Nachdem die Räder in die Haltevorrichtung des Prüfsystems eingelegt worden sind, wird zuerst der korrekte Sitz kontrolliert, dann wird das Rad für den eigentlichen Prüfvorgang in das Wasserbecken eingetaucht.
(Bild: Parker Hannifin)

Eisenbahnräder müssen höchste Anforderungen erfüllen: Mehr als 11 t Radlast und eine Laufleistung von oft über 600.000 km sind eine Herausforderung für Material und Technik. Darüber hinaus stellt das Auftreten von hohen dynamischen Belastungen an Rädern und Wellen von Hochgeschwindigkeitszügen eine extreme Belastungsprobe für diese Verschleißteile dar – Mängel können hier folgenschwere Konsequenzen haben.
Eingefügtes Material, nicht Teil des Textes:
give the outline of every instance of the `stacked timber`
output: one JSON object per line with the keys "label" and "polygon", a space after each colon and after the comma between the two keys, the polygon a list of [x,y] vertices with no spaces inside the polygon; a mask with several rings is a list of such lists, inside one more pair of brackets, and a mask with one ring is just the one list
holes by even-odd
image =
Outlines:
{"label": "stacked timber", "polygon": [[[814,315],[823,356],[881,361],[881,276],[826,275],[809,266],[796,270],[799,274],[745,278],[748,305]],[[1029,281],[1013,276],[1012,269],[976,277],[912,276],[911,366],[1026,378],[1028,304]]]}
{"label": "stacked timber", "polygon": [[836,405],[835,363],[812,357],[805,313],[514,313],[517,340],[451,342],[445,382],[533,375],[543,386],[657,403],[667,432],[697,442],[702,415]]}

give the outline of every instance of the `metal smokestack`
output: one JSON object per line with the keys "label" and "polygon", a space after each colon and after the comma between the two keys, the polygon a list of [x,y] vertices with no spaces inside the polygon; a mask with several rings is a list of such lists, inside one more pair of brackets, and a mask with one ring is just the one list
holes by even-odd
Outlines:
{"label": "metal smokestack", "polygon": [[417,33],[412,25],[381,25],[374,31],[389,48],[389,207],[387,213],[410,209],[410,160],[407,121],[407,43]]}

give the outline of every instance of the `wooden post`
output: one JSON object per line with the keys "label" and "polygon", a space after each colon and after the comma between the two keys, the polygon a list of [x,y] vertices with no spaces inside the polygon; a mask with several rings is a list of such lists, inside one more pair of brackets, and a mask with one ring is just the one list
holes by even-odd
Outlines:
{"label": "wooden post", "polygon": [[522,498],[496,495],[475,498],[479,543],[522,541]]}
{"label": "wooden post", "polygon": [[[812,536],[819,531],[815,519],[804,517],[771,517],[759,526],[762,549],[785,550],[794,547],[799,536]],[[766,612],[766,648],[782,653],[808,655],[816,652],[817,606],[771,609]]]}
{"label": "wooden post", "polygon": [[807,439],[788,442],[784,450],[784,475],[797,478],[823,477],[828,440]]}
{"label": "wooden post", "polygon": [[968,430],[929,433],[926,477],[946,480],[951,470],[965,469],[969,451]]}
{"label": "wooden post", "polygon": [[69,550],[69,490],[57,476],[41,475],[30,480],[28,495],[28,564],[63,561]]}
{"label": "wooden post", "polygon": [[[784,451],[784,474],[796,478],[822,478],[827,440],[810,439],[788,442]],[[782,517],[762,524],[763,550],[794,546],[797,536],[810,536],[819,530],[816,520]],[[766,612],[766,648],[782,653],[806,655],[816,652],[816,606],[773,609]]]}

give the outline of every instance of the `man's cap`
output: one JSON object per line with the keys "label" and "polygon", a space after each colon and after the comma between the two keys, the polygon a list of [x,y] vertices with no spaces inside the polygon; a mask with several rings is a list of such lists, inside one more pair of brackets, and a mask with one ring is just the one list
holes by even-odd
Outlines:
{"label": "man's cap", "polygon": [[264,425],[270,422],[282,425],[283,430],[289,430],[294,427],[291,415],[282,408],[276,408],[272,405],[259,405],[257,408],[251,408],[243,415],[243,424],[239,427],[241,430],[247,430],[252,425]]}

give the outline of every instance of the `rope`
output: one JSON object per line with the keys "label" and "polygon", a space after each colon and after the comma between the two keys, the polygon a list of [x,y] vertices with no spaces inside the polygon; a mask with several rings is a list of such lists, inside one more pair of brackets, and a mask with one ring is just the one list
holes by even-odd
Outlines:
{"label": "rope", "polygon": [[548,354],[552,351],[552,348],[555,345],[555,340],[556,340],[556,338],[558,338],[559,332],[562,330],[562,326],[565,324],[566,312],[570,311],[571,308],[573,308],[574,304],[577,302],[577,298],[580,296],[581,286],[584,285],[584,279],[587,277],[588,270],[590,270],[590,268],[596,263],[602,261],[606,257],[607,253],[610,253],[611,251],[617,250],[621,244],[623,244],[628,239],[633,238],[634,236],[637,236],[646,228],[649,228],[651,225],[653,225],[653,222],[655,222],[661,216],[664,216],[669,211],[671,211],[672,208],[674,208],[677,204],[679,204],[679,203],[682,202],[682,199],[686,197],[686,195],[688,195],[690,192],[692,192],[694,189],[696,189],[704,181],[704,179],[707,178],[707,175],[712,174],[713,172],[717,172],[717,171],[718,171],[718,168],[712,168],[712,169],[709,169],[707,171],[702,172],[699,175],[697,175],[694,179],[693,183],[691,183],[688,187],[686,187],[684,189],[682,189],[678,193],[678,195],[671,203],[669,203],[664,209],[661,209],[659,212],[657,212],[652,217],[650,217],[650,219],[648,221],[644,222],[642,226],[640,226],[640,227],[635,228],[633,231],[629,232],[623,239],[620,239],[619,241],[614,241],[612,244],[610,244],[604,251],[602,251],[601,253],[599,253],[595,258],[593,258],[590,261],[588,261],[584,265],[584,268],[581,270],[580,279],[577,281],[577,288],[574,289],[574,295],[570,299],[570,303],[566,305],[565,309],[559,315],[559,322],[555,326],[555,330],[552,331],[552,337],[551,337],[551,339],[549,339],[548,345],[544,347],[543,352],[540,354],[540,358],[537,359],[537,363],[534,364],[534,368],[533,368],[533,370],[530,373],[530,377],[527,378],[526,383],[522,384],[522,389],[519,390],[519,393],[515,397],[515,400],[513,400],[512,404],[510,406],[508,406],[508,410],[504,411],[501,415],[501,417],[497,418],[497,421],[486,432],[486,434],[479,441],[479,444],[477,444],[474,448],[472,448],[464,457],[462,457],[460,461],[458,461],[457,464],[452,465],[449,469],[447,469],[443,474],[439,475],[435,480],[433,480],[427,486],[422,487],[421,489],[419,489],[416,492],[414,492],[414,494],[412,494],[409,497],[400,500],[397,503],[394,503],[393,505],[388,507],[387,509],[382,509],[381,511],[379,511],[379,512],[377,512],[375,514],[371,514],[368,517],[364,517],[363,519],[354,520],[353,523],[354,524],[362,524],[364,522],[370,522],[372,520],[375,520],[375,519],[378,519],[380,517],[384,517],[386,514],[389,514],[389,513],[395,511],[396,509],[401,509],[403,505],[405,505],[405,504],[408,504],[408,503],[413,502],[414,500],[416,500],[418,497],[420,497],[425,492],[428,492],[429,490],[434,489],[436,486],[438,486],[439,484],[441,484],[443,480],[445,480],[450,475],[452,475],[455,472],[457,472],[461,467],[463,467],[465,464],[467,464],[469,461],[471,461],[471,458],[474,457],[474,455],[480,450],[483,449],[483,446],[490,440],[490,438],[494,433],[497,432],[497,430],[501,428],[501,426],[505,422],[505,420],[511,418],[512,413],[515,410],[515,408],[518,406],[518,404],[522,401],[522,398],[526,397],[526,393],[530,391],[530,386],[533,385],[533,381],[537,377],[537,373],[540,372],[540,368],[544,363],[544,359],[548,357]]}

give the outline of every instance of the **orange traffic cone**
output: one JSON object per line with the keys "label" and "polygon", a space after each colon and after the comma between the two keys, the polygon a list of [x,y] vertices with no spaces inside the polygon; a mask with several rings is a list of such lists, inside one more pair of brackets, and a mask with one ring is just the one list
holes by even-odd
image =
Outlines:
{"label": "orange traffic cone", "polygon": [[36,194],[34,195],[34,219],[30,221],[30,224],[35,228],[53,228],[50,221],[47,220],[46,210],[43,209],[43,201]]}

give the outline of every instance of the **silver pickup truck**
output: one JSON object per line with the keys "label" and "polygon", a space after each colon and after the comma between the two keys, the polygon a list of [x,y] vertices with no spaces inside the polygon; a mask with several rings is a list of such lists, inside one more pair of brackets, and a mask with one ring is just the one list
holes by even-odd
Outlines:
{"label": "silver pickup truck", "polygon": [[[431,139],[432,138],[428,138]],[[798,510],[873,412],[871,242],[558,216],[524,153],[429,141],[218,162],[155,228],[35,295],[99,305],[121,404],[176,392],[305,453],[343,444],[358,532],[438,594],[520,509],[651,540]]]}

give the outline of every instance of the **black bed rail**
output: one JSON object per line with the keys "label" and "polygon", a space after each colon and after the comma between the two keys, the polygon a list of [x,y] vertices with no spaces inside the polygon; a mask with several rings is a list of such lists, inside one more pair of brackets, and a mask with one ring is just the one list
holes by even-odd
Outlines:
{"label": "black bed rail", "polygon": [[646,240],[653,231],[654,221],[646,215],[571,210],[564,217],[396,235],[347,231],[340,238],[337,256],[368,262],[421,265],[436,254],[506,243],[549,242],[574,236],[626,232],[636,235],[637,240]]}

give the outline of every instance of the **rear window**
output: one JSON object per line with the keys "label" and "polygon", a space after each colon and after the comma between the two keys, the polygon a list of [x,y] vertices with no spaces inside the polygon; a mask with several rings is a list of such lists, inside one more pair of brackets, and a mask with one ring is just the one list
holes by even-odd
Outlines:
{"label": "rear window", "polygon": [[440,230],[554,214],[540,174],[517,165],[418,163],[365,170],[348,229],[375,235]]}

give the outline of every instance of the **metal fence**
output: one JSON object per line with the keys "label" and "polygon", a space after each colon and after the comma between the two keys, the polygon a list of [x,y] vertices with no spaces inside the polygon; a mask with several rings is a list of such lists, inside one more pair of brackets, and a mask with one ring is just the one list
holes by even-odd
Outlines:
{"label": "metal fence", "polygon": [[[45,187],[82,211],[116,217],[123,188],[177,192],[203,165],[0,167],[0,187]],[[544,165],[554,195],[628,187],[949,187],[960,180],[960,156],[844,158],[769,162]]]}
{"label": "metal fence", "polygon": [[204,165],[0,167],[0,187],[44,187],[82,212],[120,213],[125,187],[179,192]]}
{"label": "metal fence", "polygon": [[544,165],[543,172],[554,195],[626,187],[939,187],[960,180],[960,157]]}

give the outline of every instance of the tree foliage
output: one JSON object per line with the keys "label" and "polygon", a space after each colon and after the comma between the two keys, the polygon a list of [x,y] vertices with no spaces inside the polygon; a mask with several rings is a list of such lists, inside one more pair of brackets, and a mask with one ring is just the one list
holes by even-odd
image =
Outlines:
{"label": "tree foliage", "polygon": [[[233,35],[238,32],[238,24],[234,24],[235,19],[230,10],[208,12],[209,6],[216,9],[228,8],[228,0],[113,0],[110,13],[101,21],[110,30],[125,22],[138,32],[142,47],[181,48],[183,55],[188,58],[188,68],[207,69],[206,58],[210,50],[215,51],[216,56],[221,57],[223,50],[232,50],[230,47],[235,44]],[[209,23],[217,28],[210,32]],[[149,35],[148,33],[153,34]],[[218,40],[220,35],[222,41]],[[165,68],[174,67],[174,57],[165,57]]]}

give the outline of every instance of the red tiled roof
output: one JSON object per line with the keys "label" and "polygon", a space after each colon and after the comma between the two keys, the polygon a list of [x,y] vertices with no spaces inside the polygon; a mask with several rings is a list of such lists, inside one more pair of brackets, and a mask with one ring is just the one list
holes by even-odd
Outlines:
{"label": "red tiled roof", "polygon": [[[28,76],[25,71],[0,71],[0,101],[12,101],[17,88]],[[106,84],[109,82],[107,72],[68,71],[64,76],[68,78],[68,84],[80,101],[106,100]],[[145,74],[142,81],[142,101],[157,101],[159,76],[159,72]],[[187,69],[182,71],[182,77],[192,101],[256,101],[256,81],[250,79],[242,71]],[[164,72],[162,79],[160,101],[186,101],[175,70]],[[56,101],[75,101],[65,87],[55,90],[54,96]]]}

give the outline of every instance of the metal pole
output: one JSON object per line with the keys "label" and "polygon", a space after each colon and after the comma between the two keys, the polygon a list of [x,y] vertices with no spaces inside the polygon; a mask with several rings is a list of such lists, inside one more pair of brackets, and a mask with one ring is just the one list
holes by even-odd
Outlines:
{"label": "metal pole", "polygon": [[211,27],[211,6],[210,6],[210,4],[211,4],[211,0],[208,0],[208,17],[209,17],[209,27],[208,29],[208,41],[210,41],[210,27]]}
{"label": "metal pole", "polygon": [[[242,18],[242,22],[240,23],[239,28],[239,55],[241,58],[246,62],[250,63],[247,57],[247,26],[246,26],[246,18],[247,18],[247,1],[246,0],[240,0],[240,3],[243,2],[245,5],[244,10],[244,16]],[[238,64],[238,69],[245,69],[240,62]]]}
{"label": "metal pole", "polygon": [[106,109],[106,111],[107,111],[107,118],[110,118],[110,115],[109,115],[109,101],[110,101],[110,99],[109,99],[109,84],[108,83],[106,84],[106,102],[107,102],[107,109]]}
Deshalb ist die einwandfreie Qualität des verwendeten Rohmaterials ein entscheidender Faktor für ihre Haltbarkeit und zuverlässige Funktionalität.

Durch den weltweiten Ausbau des Schienenverkehrs sowohl für die Personenbeförderung als auch für den Gütertransport, vor allem in den expandierenden BRIC-Staaten, steigt nicht nur die Nachfrage an sogenanntem „rollenden Material“, sondern auch die nach prozesssicheren Möglichkeiten zur Fertigungsprüfung.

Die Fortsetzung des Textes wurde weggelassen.